Elle souriait mais il y avait de la buée dans ses yeux. L’idée ne lui était jamais venue, avant de remarquer la fascination de Loren, qu’il y avait probablement plus d’enfants dans le petit village de Tarna qu’il y en avait eu sur toute la planète Terre durant les dernières décennies de naissances zéro.

— Il … il est à vous ? demanda-t-il doucement.

— C’est le neveu de Brant, Lester. Nous le gardons pendant que ses parents sont dans l’île du Nord.

— Il est beau. Je peux le tenir ?

Comme pour lui répondre, Lester se mit à hurler.

— Ce ne serait pas une bonne idée, pouffa Mirissa en se hâtant de prendre le bébé pour le porter à la salle de bains. Je reconnais les symptômes. Dites à Brant ou à Kumar de vous faire visiter, en attendant les autres invités.

Les Lassans adoraient les réceptions et ne manquaient aucune occasion d’en organiser. L’arrivée duMagellanétait, très littéralement, une occasion unique, la chance d’une vie et même de plusieurs vies. Si les visiteurs avaient été assez téméraires pour accepter toutes les invitations, ils auraient passé tous les instants de la journée à se rendre d’un pas nonchalant d’une réception, officielle ou non, à une autre. Très vite, et ce ne fut pas trop tôt, le capitaine diffusa une de ses assez rares mais implacables directives — les «coups de tonnerre de Bey», les appelait-on ironiquement, ou plus simplement les «Beytonnerres» —, rationnant ses officiers à un maximum d’une réception en cinq jours. Certains estimèrent que, compte tenu du temps qu’il fallait pour se remettre de l’hospitalité lassane, c’était encore beaucoup trop généreux.
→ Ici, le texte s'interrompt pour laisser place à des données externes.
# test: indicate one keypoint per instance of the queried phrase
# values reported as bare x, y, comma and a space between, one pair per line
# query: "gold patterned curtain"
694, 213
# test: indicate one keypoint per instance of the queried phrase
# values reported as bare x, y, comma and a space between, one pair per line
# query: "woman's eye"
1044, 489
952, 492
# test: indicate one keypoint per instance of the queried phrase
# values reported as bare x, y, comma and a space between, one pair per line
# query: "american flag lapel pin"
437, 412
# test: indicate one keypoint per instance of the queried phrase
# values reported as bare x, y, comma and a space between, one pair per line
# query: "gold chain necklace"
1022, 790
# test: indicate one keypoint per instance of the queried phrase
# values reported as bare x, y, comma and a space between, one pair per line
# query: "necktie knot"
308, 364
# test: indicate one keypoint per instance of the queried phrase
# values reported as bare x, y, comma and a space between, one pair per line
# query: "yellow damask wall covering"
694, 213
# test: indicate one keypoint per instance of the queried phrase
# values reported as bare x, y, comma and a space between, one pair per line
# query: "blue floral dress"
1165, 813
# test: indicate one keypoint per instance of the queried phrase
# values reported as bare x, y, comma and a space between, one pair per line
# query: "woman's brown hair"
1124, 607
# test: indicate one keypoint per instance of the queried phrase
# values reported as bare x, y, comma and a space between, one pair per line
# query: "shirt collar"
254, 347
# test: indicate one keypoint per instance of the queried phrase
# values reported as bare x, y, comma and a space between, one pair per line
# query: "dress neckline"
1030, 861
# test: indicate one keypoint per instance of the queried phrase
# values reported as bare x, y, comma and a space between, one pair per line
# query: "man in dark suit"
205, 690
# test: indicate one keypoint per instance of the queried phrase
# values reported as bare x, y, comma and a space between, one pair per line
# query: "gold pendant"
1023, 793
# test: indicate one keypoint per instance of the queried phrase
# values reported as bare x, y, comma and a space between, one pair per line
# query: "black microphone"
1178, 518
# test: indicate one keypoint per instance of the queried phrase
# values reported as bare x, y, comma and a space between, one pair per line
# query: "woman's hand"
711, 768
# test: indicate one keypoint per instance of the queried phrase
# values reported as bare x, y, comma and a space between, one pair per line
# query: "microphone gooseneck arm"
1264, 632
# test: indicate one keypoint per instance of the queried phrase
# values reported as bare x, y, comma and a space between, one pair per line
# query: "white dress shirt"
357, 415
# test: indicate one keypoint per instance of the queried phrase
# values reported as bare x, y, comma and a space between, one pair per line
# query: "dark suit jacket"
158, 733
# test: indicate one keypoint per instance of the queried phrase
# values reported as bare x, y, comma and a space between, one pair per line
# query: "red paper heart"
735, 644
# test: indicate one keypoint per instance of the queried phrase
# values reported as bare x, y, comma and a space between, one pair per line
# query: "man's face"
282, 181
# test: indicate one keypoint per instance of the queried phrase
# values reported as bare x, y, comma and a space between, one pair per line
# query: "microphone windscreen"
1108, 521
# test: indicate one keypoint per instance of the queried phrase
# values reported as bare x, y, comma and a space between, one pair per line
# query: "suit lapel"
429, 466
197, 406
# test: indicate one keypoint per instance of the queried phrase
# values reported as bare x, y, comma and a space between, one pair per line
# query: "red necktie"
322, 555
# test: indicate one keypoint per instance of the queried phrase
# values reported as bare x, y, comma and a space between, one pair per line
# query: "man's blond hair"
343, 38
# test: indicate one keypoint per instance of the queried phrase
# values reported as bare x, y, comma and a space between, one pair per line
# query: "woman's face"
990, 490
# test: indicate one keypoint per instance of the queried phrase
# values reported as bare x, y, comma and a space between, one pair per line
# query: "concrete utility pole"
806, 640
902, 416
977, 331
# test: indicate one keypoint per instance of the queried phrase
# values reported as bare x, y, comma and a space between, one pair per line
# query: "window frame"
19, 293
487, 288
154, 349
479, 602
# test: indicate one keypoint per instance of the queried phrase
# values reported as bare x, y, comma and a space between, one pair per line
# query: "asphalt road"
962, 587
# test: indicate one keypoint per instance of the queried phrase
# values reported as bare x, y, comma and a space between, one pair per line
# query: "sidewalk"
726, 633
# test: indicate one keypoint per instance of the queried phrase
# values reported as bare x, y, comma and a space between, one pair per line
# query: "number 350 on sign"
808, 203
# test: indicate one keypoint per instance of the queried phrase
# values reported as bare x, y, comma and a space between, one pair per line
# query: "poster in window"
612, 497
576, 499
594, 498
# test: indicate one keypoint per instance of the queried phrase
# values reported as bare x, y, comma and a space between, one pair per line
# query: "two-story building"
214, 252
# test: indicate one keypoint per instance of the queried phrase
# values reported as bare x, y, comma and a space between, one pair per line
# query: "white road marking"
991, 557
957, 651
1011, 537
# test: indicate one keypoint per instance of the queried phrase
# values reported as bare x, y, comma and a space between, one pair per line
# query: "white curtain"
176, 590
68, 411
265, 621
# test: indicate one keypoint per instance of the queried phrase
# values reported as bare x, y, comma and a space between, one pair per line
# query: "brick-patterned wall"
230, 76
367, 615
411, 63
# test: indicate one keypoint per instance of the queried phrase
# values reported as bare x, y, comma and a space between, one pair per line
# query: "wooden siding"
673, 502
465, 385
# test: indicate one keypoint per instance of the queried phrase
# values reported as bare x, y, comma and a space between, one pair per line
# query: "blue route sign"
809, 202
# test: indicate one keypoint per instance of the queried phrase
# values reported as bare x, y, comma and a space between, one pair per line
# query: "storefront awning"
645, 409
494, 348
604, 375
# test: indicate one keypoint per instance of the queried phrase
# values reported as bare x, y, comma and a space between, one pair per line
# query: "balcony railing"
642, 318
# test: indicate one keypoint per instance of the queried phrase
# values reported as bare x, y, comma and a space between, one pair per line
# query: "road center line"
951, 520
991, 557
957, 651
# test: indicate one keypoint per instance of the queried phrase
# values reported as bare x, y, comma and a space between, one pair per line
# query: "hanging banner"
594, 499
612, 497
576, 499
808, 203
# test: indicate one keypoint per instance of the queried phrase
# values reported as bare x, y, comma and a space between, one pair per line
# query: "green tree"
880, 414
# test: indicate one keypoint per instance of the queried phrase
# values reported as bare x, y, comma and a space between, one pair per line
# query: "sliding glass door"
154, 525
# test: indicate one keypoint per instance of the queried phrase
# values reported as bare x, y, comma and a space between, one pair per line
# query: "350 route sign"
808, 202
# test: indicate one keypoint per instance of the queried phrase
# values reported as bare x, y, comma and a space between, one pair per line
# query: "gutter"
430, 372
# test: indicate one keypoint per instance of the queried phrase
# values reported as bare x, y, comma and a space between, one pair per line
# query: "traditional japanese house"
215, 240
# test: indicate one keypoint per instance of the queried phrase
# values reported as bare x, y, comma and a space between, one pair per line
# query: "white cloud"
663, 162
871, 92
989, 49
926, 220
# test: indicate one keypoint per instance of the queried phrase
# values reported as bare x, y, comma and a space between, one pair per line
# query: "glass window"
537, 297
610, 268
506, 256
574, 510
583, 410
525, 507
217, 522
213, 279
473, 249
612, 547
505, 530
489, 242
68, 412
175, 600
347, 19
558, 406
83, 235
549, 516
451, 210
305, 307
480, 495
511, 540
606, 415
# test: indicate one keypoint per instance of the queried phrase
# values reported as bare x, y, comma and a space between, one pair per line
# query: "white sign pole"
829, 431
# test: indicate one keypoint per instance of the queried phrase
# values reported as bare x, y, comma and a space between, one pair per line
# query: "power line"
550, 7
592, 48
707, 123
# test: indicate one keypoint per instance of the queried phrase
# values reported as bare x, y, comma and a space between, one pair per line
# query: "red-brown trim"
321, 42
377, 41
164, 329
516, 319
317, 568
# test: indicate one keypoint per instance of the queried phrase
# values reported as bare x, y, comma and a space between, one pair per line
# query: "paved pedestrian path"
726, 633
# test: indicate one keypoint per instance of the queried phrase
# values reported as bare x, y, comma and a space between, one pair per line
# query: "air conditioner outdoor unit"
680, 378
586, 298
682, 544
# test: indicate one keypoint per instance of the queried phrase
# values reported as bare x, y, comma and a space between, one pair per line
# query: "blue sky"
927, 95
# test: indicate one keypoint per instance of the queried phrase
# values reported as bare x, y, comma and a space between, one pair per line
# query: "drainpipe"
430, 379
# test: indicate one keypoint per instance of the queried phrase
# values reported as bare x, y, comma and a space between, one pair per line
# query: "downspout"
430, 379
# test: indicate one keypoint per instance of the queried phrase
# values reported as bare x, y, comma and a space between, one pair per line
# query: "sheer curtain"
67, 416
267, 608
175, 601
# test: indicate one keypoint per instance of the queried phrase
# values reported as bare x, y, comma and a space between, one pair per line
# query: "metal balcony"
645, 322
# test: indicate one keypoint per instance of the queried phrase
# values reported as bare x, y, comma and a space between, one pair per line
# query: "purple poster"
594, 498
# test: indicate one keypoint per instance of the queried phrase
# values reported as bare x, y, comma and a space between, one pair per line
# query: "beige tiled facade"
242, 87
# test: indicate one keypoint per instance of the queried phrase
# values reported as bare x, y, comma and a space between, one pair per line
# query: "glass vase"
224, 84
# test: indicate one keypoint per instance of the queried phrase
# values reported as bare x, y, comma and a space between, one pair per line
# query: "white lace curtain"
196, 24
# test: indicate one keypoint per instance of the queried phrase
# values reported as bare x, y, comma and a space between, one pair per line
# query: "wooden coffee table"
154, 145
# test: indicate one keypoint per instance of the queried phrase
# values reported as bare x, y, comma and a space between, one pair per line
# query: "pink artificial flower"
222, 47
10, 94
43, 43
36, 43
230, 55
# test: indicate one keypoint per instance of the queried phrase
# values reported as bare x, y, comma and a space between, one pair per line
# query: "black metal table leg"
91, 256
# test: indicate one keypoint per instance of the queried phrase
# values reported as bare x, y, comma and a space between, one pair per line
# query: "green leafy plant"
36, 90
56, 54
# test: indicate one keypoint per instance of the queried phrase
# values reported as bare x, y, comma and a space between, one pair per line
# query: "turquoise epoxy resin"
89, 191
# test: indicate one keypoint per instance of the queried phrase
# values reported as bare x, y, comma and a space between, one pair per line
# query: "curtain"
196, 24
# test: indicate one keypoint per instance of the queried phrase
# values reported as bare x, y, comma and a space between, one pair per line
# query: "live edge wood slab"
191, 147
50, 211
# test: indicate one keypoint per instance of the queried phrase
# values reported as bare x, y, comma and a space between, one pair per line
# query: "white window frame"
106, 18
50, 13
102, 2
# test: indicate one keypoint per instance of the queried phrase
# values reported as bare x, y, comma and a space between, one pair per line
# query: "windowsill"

La demeure des Leonidas, actuellement occupée par Mirissa, Kumar et Brant, était un grand bâtiment en forme d’anneau, la maison de la famille depuis six générations. De plain-pied (il y avait peu d’étages à Tarna), elle entourait un patio gazonné de trente mètres de diamètre. Au centre se trouvait un bassin avec une petite île, accessible au moyen d’un pittoresque pont de bois, où poussait un platane solitaire qui ne paraissait pas en excellente santé.

— Ils doivent tout le temps le remplacer, expliqua Brant comme s’il s’excusait. Certaines plantes terriennes poussent très bien ici, d’autres s’étiolent en dépit de tous les engrais chimiques. On a le même problème avec les poissons que nous avons tenté d’introduire. Les élevages en eau douce marchent bien, naturellement, mais nous n’avons pas assez de place pour eux. C’est exaspérant de penser que nous disposerions d’un million de fois plus d’océan, si seulement nous savions bien l’utiliser.

Loren trouvait Brant très ennuyeux quand il se mettait à parler de la mer. Il devait cependant reconnaître que c’était un sujet de conversation beaucoup moins épineux que Mirissa, qui avait réussi à se débarrasser de Lester et qui accueillait maintenant les invités.

Aurait-il pu jamais rêver, se demandait Loren, qu’il se trouverait un jour dans une situation comme celle-ci ? Il avait déjà été amoureux, mais les souvenirs — même les noms — avaient été miséricordieusement chassés par le programme d’effacement qu’ils avaient tous subi avant de quitter le système solaire. Il ne voulait même pas tenter de les retrouver ; pourquoi se tourmenter avec des images d’un passé qui avait été radicalement détruit ?

Même la figure de Kitani devenait floue, et pourtant, il l’avait vue dans l’Hibernaculum la semaine précédente. Elle faisait partie d’un avenir qu’ils avaient prévu mais ne partageraient peut-être jamais : Mirissa était là, maintenant, pleine de vie et de rires et pas congelée pour un sommeil d’un demi-millénaire. Grâce à elle, il éprouvait le sentiment d’être de nouveau entier, heureux de voir que les tensions et les fatigues des Derniers Jours ne l’avaient pas privé de sa jeunesse.